Tue Oct 8 13:00:58 EDT 2013

On 08/10/2013 16:23, Pete Forman wrote:
> Steven D'Aprano <steve+comp.lang.python at pearwood.info> writes:
>
>> I think this is a bug in Python's UTF-8 handling, but I'm not sure.
> [snip]
>> py> s = '\ud800\udc01'
>> py> s.encode('utf-8')
>> Traceback (most recent call last):
>>   File "<stdin>", line 1, in <module>
>> UnicodeEncodeError: 'utf-8' codec can't encode character '\ud800' in
>> position 0: surrogates not allowed
>>
>>
>> Have I misunderstood? I think that Python is being too strict about
>> rejecting surrogate code points. It should only reject lone surrogates,
>> or invalid pairs, not valid pairs.
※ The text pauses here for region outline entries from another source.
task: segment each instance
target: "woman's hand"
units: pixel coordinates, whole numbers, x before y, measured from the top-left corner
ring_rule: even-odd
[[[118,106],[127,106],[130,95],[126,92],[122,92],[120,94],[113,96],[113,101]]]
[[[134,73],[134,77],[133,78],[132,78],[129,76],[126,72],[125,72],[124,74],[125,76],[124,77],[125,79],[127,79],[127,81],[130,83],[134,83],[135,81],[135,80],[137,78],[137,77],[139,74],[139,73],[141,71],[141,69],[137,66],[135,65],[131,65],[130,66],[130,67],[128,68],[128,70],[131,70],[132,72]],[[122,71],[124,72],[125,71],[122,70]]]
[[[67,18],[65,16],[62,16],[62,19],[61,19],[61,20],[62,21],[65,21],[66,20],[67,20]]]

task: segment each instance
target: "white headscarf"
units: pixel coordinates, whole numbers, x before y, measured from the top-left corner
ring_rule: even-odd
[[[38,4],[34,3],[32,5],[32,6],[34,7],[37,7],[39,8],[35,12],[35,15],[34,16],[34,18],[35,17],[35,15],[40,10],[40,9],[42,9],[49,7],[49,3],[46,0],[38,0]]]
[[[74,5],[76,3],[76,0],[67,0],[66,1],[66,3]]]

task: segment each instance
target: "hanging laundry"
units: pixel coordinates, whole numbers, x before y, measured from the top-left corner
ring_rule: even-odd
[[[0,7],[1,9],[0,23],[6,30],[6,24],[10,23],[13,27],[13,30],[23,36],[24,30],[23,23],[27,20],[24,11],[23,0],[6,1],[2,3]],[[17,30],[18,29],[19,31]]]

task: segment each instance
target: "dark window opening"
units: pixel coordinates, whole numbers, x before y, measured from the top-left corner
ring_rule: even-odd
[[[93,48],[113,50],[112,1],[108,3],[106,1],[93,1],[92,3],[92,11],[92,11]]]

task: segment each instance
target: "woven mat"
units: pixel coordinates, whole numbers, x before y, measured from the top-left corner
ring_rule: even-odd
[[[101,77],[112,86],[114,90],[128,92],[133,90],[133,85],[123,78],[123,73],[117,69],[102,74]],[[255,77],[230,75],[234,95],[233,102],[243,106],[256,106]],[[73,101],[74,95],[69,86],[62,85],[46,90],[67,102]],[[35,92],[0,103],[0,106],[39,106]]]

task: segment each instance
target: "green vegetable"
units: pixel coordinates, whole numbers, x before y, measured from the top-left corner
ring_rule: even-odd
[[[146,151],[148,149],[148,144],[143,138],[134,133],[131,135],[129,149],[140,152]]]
Have I misunderstood the Unicode FAQs,
>> or is this a bug in Python's handling of UTF-8?
>
> http://www.unicode.org/versions/Unicode6.2.0/ch03.pdf
>
> D75 Surrogate pair: A representation for a single abstract character
>    that consists of a sequence of two 16-bit code units, where the first
>    value of the pair is a high-surrogate code unit and the second value
>    is a low-surrogate code unit.
>
> * Surrogate pairs are used only in UTF-16. (See Section 3.9, Unicode
>    EncodingForms.)
>
> * Isolated surrogate code units have no interpretation on their own.
>    Certain other isolated code units in other encoding forms also have no
>    interpretation on their own. For example, the isolated byte [\x80] has
>    no interpretation in UTF-8; it can be used only as part of a multibyte
>    sequence. (See Table 3-7). It could be argued that this line by itself
>    should raise an error.
>
>
> That first bullet indicates that it is indeed illegal to use surrogate
> pairs in UTF-8 or UTF-32.
>
The only time you should get a surrogate pair in a Unicode string is in
a narrow build, which doesn't exist in Python 3.3 and later.